Decide on a single value (known as the test statistic) that summarizes our observation.
Find the sampling distribution of this test statistic under the null model.
Compare the observed value of this test statistic to its sampling distribution under the null.
Summarize how “unusual” or “surprising” our observation would be if it was in fact generated by the null model.

In this subsection we work through this!

The Test Statistic

When we get into doing stats with math tricks, we will run into set of test statistics that you may have heard of already (e.g. t, F, \(\chi^2\), Z etc.) But, using computational tools allows us to come up with whatever test statistic we deem most appropriate. For example, in our motivating example about setting at least one hybrid seed, we are comparing two proportions (the proportion of pink-flowered plants with at least one hybrid and the proportion of white-flowered plants with at least one hybrid). Let’s summarize that as the difference in proportions, and have this be our test statistic.

The Sampling Distribution Under the Null

A histogram visualizes the sampling distribution of a test statistic under the null hypothesis. The x-axis represents the values of the test statistic, while the y-axis shows the relative frequency of these values. — Figure 1: A null sampling distribution of the difference in proportion of pink and white flowered parviflora RILs with at least one hybrid. Data are from upper sawmill.

Because the null model is specific, we can generate the expected distribution of the test statistic by creating a sampling distribution from the null model. For now, I will provide you with sampling distributions of test statistics under the null. Later, we’ll learn more about how to generate these distributions ourselves.

We can visualize the sampling distribution under the null as a histogram, just like any other sampling distribution (Figure 1).

Comparing Observation to the Null

Next, we compare our actual test statistic to its sampling distribution under the null hypothesis (Figure 2). Recall that we found that 9 of the 56 pink-petaled RIL and 4 of the 58 white-petaled RILs set at least one hybrid seed. SO our test statistic is \(\frac{9}{56}- \frac{4}{58}= 0.0917\)
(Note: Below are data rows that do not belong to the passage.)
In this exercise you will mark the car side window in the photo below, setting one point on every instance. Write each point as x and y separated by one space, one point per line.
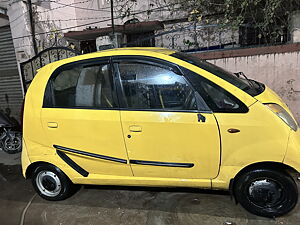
150 86
82 86
218 99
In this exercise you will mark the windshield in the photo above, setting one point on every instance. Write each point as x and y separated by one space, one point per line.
251 87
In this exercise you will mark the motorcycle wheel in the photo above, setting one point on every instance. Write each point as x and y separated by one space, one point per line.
12 145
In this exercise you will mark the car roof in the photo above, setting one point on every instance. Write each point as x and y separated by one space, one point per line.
138 49
114 52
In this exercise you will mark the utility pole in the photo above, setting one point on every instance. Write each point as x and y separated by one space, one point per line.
112 16
32 26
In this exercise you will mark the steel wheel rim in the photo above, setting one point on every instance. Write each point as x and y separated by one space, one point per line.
12 144
48 183
266 193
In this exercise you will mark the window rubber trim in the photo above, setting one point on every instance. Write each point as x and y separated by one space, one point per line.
167 164
72 164
93 155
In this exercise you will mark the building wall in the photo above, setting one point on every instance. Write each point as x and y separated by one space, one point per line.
279 71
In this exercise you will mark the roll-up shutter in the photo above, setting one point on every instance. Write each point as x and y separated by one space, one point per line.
11 96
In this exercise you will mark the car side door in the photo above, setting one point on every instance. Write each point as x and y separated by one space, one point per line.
80 117
168 129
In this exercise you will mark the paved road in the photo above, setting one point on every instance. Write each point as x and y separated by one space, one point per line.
120 205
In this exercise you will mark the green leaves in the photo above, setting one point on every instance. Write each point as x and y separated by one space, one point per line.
268 17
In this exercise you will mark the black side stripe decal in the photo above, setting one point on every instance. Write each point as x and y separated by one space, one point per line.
72 164
169 164
90 154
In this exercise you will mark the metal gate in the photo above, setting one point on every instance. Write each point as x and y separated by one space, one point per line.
11 96
30 67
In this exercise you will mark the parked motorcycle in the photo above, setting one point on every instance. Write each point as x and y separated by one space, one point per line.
10 136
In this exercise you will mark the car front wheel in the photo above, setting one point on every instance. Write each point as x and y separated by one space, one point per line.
51 183
266 192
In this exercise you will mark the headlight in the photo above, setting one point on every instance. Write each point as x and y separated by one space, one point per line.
283 114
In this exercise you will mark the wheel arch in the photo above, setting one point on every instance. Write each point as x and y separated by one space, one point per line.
32 166
264 165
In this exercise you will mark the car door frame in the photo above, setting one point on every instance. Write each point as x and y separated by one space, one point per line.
157 62
165 64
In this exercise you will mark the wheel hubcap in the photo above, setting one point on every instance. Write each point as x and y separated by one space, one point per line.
265 193
12 144
48 183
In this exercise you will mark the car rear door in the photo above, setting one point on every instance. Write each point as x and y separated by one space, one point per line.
169 132
80 117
Summarizing surprise as a P-value

The observed test statistic shown in figure @fig-null2 is a bit right of the mode of the null sampling distribution – it’s not the most common value the null would generate, but it (to my eye at least) not shocking.

We use the P-value to quantify how surprising it would be to observe a test statistic as extreme (or more extreme) under the null model. To calculate the P-value, we sum (or integrate) the area under the curve from our observation outward to the tails of the distribution. Since we are equally surprised by extreme values on both the lower (left) and upper (right) tails, we typically sum the extremes on both sides.

In Figure 3, we sum the areas as or more extreme than our observation on both the lower and upper tails. Because (roughly) 0.102 of the distribution larger than 0.0917 and roughly 0.042 of the distribution is less than -0.0917, our P-value is 0.102 + 0.042 = 0.144. This means that if there were truly no difference between the groups (the null hypothesis was true), we’d get a test statistic this extreme or more extreme in about 14.4% of experiments in which pink and white did not differ due to sampling alone.

If you have read carefully you may have noticed that the area to be more extreme on the left is not the same as the area to be more extreme on the right. You might expect these two tail areas to be identical (and they usually are), but in this example it is not. Here, the unevenness of sample sizes of pink and white flowered parviflora RILs leads to an asymmetric null sampling distribution.

Let’s contrast this observation with what we see at site GC where 35 of 50 pink flowered plants and 6 of 45 white flowered plants set at least one hybrid seed. Our test statistic equals \(\frac{35}{50} - \frac{6}{45} = 0.567\). Figure 4 shows that the null model almost never generates a test statistic as extreme as we see in our data. This p-value would therefore be pretty close to zero (p < 0.001). This means we would be quite shocked to see such a result come from the null model of no associateion between petal color and setting hybrid seed.